SSOAR translator?

felwert · April 14, 2014

SSOAR <http://ssoar.info/>; is an open access repository for the social sciences. It already exports BibTeX and Endnote, so importing entries into Zotero is not that difficult. But having a native translator would be great, especially in order to directly download the availabe PDF documents. Would anybody be willing to contribute a translator for the site?

adamsmith · April 14, 2014

looks cool, sure. Probably won't be fast, though we've had a German social science librarian contributing a lot lately, maybe he'll be interested and do it more quickly.

zuphilip · April 16, 2014

SSOAR is using DSpace [ http://en.wikipedia.org/wiki/DSpace ] as their repository software. Maybe a more general approach is possible here, but I guess that the BibTeX-export in DSpace have to be configured in DSpace... @adamsmith: I guess that DSpace was discussed earlier here as well? On a page with a single item (e.g. http://www.ssoar.info/ssoar/handle/document/1919 ) there seems to be normally pretty good metadata and the metadata translator from Zotero is showing up. @felwert: Can you give some specific example for an url (document), where the translator symbol is not showing up? (If you want to batch save a larger amount of the PDFs, there is also an OAI-PMH from SSOAR.)

adamsmith · April 16, 2014

@zuphilip - there used to be a dedicated dspace translator, we removed it in favor of the embedded metadata translator, which, as you say, handles most dspace installations quite nicely.

But for the page you link to, e.g. - even if we patch RDF to recognize DC.type content="incollection" as a book section - the data in the bibtex is much better/clearer than what's in the site header. So using the bibtex seems worthwhile.

zuphilip · April 17, 2014

@adamsmith I am not convinced that the BibTeX data is better than what could be extracted from the metadata. The booktitle is missing in the BibTeX data and the volume in a bookSection is at least unusual and not really useful without the series name the book is in.

In the meta tags there is also the pages and ISBN saved, maybe one should move them to another field. I could speak with the GESIS about such things. What do you think?

adamsmith · April 17, 2014

I see.
Obviously if we could just get better data in the site header w/o a translator, that'd be ideal, yes. The DC vocabulary, IIRC, isn't great for that - adding google highwire metatags would probably produce the clearest data, but even with DC they could likely be clearer.

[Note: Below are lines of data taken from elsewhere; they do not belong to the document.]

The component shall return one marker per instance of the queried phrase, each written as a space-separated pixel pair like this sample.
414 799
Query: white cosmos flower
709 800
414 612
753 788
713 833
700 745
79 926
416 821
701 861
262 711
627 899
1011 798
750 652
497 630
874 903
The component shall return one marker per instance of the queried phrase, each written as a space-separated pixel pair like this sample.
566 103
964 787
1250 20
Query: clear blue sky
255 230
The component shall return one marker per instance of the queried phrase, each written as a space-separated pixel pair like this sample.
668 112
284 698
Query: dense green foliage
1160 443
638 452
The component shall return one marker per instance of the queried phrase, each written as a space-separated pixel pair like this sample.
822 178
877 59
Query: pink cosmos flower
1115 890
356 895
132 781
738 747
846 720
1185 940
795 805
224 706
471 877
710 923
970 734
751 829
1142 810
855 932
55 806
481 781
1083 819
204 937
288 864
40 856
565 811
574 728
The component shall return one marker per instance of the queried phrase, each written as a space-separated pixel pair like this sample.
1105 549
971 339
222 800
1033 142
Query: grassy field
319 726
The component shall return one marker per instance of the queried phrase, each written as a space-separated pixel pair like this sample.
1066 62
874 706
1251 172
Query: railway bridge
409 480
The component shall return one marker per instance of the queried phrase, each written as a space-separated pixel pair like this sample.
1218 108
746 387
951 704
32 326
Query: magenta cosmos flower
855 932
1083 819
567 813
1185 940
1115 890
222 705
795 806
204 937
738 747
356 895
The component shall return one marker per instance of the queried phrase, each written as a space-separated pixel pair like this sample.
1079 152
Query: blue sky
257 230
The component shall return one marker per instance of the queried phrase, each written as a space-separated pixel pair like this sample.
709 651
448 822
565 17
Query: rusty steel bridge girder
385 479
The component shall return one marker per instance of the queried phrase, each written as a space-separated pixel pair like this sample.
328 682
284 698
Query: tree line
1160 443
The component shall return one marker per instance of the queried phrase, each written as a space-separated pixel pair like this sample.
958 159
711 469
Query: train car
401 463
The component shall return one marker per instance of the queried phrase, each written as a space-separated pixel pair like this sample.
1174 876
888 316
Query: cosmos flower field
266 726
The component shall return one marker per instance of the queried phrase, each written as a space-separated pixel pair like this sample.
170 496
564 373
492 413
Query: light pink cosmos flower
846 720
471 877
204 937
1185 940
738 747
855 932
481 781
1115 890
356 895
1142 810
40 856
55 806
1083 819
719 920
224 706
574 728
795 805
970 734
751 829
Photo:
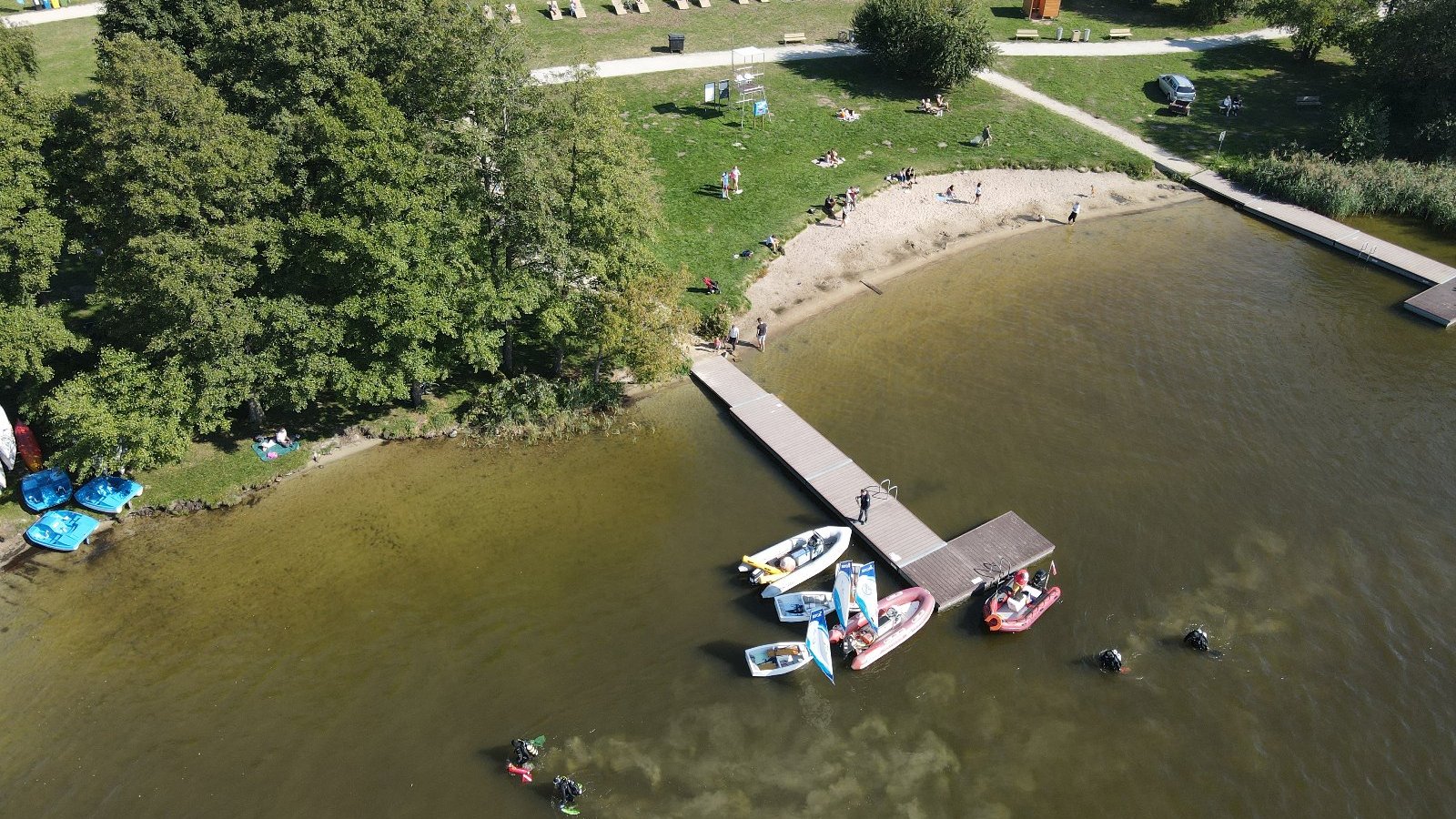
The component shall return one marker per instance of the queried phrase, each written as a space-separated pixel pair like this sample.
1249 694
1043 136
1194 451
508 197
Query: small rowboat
106 494
801 606
46 489
62 531
28 448
900 617
1016 602
794 560
776 658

As things are now, using the metadata is too much of a guessing game (e.g. both publisher and book title are in DC.source etc.)

zuphilip · April 26, 2014

There is now a seperate SSOAR translator. Update manually or automatically tomorrow.

zurpher · June 12, 2016

@zuphilip

I have noticed that the SSOAR import could possibly improved. When importing data from:

http://www.ssoar.info/ssoar/handle/document/46968

I do not get the DOI and tags (e.g. Thesaurusschlagwörter, Klassifikation, Freie Schlagwörter).

Do you think this can be included in the SSOAR site translator?

DWL-SDCA · June 12, 2016

For most journal articles the headers contain the DOI. For example:

meta name="DC.identifier" content="http://dx.doi.org/10.17645/si.v1i1.109" xml:lang="de"

Sometimes even when the DOI is provided on the web page of an item it isn't in the meta tag information.

edit
Let me add, however, that I almost never download the article metadata from this site but follow the link to the article on the publisher's site. The publisher's site almost always contains more recent information while the SSOAR site metadata is missing volume, issue, page information.

zuphilip · June 14, 2016

If the doi is in the meta field, then we can extract it from there. I prepare a commit for that.

However, taking all tags looks too much and not useful anymore. The examples shows Thesaurusschlagwörter, Klassifikation, Freie Schlagwörter moreover, and they are present in English and German:


<meta name="DC.subject" content="Allgemeine Soziologie, Makrosoziologie, spezielle Theorien und Schulen, Entwicklung und Geschichte der Soziologie" xml:lang="de" />
<meta name="DC.subject" content="General Sociology, Basic Research, General Concepts and History of Sociology, Sociological Theories" xml:lang="en" />
<meta name="DC.subject" content="Quantifizierung" xml:lang="de" />
<meta name="DC.subject" content="quantification" xml:lang="en" />
<meta name="DC.subject" content="Frankreich" xml:lang="de" />
<meta name="DC.subject" content="France" xml:lang="en" />
<meta name="DC.subject" content="Klassifikation" xml:lang="de" />
<meta name="DC.subject" content="classification" xml:lang="en" />
<meta name="DC.subject" content="Konvention" xml:lang="de" />
<meta name="DC.subject" content="convention" xml:lang="en" />
<meta name="DC.subject" content="Institution" xml:lang="de" />
<meta name="DC.subject" content="institution" xml:lang="en" />
<meta name="DC.subject" content="Neoliberalismus" xml:lang="de" />
<meta name="DC.subject" content="neoliberalism" xml:lang="en" />
<meta name="DC.subject" content="sozialer Prozess" xml:lang="de" />
<meta name="DC.subject" content="social process" xml:lang="en" />
<meta name="DC.subject" content="Institutionstheorie" xml:lang="de" />
<meta name="DC.subject" content="theory of institutions" xml:lang="en" />
<meta name="DC.subject" content="Institutionenökonomie" xml:lang="de" />
<meta name="DC.subject" content="institutional economics" xml:lang="en" />
<meta name="DC.subject" content="Forschungsansatz" xml:lang="de" />
<meta name="DC.subject" content="research approach" xml:lang="en" />

I don't see any (easy) option to just grab a handful non-repeating tags from these.